Theorem rngchomffvalALTV

Description: The value of the functionalized Hom-set operation in the category of non-unital rings (in a universe) in maps-to notation for an operation. (Contributed by AV, 1-Mar-2020) (New usage is discouraged.)

Ref Expression
Hypotheses rngchomffvalALTV.c 
|- C = ( RngCatALTV ` U )
rngchomffvalALTV.b 
|- B = ( Base ` C )
rngchomffvalALTV.u 
|- ( ph -> U e.
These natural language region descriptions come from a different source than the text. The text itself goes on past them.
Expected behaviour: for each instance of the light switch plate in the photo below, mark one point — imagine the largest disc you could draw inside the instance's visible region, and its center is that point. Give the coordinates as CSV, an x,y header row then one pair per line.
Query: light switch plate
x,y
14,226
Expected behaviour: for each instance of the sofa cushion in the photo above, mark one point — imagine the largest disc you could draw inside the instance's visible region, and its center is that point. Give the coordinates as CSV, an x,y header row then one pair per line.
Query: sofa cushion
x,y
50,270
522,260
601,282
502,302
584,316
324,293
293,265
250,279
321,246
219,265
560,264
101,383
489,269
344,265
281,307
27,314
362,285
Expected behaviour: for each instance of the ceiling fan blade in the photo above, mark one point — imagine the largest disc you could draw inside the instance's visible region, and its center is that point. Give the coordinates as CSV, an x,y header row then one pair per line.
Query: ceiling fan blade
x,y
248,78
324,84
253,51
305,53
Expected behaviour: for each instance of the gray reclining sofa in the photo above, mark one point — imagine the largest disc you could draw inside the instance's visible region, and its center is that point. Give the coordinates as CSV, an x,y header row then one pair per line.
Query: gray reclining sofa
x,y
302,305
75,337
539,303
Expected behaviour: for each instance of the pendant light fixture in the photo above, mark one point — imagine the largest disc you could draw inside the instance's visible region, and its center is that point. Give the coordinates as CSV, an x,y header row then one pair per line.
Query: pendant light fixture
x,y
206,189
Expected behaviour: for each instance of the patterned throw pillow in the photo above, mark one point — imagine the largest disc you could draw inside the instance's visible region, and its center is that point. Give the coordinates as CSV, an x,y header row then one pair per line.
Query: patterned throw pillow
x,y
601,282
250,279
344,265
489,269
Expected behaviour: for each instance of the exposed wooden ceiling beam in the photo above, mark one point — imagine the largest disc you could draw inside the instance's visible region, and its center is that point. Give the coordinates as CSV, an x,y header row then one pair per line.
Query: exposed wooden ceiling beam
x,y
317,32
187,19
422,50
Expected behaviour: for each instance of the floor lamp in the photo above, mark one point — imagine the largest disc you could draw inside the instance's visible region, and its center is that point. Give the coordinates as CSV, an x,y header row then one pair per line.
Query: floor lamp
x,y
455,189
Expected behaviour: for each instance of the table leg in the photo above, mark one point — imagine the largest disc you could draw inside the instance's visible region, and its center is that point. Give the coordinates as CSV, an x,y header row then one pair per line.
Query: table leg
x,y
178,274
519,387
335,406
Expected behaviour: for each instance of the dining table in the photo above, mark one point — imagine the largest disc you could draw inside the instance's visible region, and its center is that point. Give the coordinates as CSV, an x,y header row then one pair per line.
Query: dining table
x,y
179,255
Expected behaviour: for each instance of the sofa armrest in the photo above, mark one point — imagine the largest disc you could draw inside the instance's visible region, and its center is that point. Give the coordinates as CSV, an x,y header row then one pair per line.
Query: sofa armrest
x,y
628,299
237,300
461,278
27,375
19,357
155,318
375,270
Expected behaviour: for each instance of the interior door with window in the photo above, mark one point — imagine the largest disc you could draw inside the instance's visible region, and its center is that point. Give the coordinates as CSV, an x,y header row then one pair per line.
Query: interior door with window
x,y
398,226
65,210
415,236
V )
rngchomffvalALTV.h 
|- F = ( Homf ` C )
Assertion rngchomffvalALTV 
|- ( ph -> F = ( x e. B , y e. B |-> ( x RngHom y ) ) )

Proof

Step Hyp Ref Expression
1 rngchomffvalALTV.c 
 |-  C = ( RngCatALTV ` U )
2 rngchomffvalALTV.b 
 |-  B = ( Base ` C )
3 rngchomffvalALTV.u 
 |-  ( ph -> U e. V )
4 rngchomffvalALTV.h 
 |-  F = ( Homf ` C )
5 eqid 
 |-  ( Hom ` C ) = ( Hom ` C )
6 1 2 3 5 rngchomfvalALTV 
 |-  ( ph -> ( Hom ` C ) = ( x e. B , y e. B |-> ( x RngHom y ) ) )
7 eqid 
 |-  ( x e. B , y e. B |-> ( x RngHom y ) ) = ( x e. B , y e. B |-> ( x RngHom y ) )
8 ovex 
 |-  ( x RngHom y ) e. _V
9 7 8 fnmpoi 
 |-  ( x e. B , y e. B |-> ( x RngHom y ) ) Fn ( B X. B )
10 fneq1 
 |-  ( ( Hom ` C ) = ( x e. B , y e. B |-> ( x RngHom y ) ) -> ( ( Hom ` C ) Fn ( B X. B ) <-> ( x e. B , y e. B |-> ( x RngHom y ) ) Fn ( B X. B ) ) )
11 9 10 mpbiri 
 |-  ( ( Hom ` C ) = ( x e. B , y e. B |-> ( x RngHom y ) ) -> ( Hom ` C ) Fn ( B X. B ) )
12 4 2 5 fnhomeqhomf 
 |-  ( ( Hom ` C ) Fn ( B X. B ) -> F = ( Hom ` C ) )
13 6 11 12 3syl 
 |-  ( ph -> F = ( Hom ` C ) )
14 13 6 eqtrd 
 |-  ( ph -> F = ( x e. B , y e. B |-> ( x RngHom y ) ) )